Based on the previous evaluation of the homologous data and the sampling points of the FPS method, we added the factor of two homologous data to the initial training dataset as the training dataset and used the point cloud obtained from the MMW system as the test dataset, with the number of sampling points set to 8192, and performed the training for 300 epochs. The training results are shown in Fig. 7(a). The blue data in the figure represents the accuracy rate of the training dataset, which reaches 0.998 after 300 epochs. The orange data represents the accuracy rate of the test dataset, which reaches 0.996 after 300 epochs. These training results show that we have achieved a very high accuracy rate in model training.
Additionally, the loss value is crucial in evaluating trained models, as it serves as the core metric for assessing predictive performance and guiding model optimization.
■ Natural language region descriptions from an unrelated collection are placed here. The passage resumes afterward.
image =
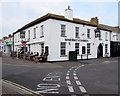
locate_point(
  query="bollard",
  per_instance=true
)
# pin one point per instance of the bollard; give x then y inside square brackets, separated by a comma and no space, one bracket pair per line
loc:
[0,53]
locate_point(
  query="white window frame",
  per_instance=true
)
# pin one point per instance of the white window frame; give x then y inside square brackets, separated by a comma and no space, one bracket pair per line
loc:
[63,30]
[62,48]
[34,30]
[88,48]
[106,48]
[77,32]
[77,47]
[88,33]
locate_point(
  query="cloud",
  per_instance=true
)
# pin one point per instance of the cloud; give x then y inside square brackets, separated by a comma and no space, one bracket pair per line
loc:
[44,7]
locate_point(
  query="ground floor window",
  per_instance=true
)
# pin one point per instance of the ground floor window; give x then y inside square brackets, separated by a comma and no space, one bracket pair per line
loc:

In the PointNet + + classification model, cross-entropy is used as the loss function, represented as the average cross-entropy loss across all samples [24]. When the predicted and actual classes differ significantly, the loss value is high; conversely, the loss value is low when the predicted and actual classes are similar [38]. By calculating the loss function value, the model can quantify the difference between the current predictions and the true values. As shown in Fig. 7(b), the blue line represents the train mean loss, while the orange line represents the test mean loss. The train mean loss rapidly decreases and converges within the first 30 epochs, ultimately approaching zero, indicating that the model is highly fitted to the training data. The test mean loss also decreases rapidly within the first 40 epochs, then fluctuates slightly, but eventually approaches zero, demonstrating good generalization performance on the test data. Moreover, the train loss and test loss run almost parallel, with the test loss slightly higher than the train loss, indicating consistent performance between training and testing data and no significant overfitting. In summary, the trained model exhibits ideal performance on both training and test data, showcasing strong learning capability and generalization ability.
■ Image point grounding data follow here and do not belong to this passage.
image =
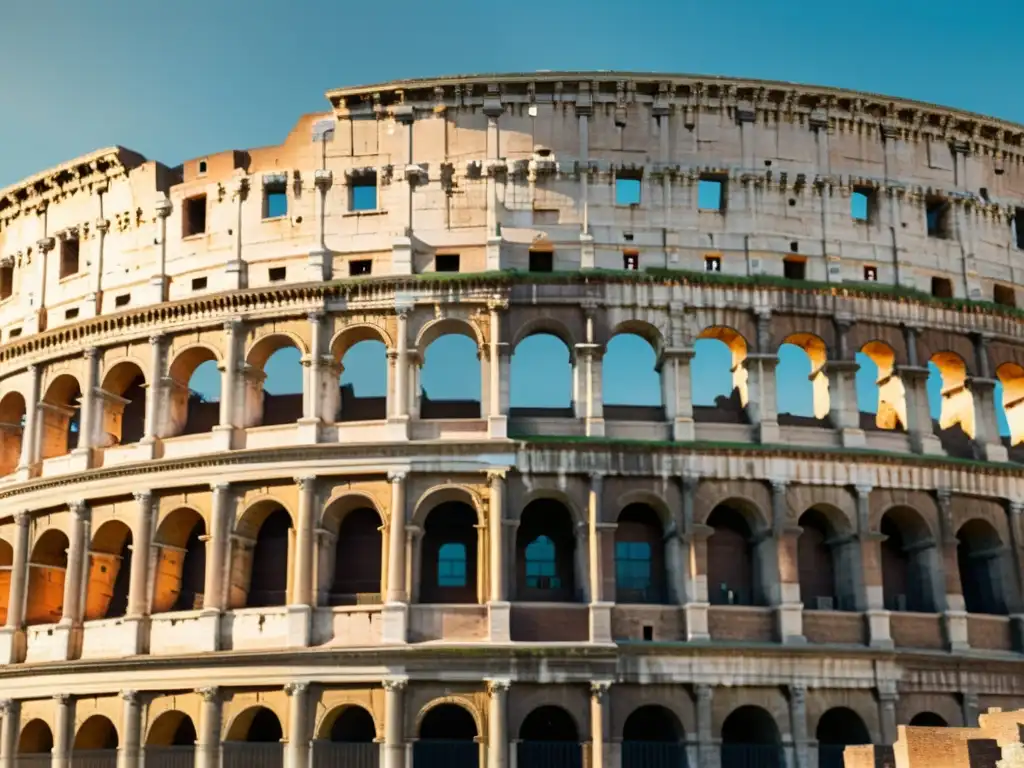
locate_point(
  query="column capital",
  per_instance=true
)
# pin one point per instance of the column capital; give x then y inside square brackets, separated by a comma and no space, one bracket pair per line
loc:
[394,684]
[497,686]
[210,693]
In order to evaluate the trained model, each sample in Fig. 2(b) is transformed by scaling down by a factor of 0.95 and shifting to the right by 0.5 cm as an evaluation dataset input to the trained model. The data used for evaluation are point clouds of 11 hammers, 11 knives, 12 pistols, 13 scissors, and 12 wrenches. The prediction results are shown in Fig. 8. For the available samples, the trained model classified all objects correctly, which conforms with a high accuracy rate of 99.6%.
To ensure that the trained models have good generalization ability, further evaluation and validation of the trained models were performed. A sample not included in the dataset was used to evaluate the trained model. The samples are shown in Fig. 9 (a), with a hammer, two wrenches, and a knife. The right side of Fig. 9(a) shows the actual image of the samples, and the left side shows the point cloud obtained from the MMW imaging processing. The point clouds of the four objects are input into the trained model, and the results obtained are shown in Fig. 9(b), where all the samples are classified correctly.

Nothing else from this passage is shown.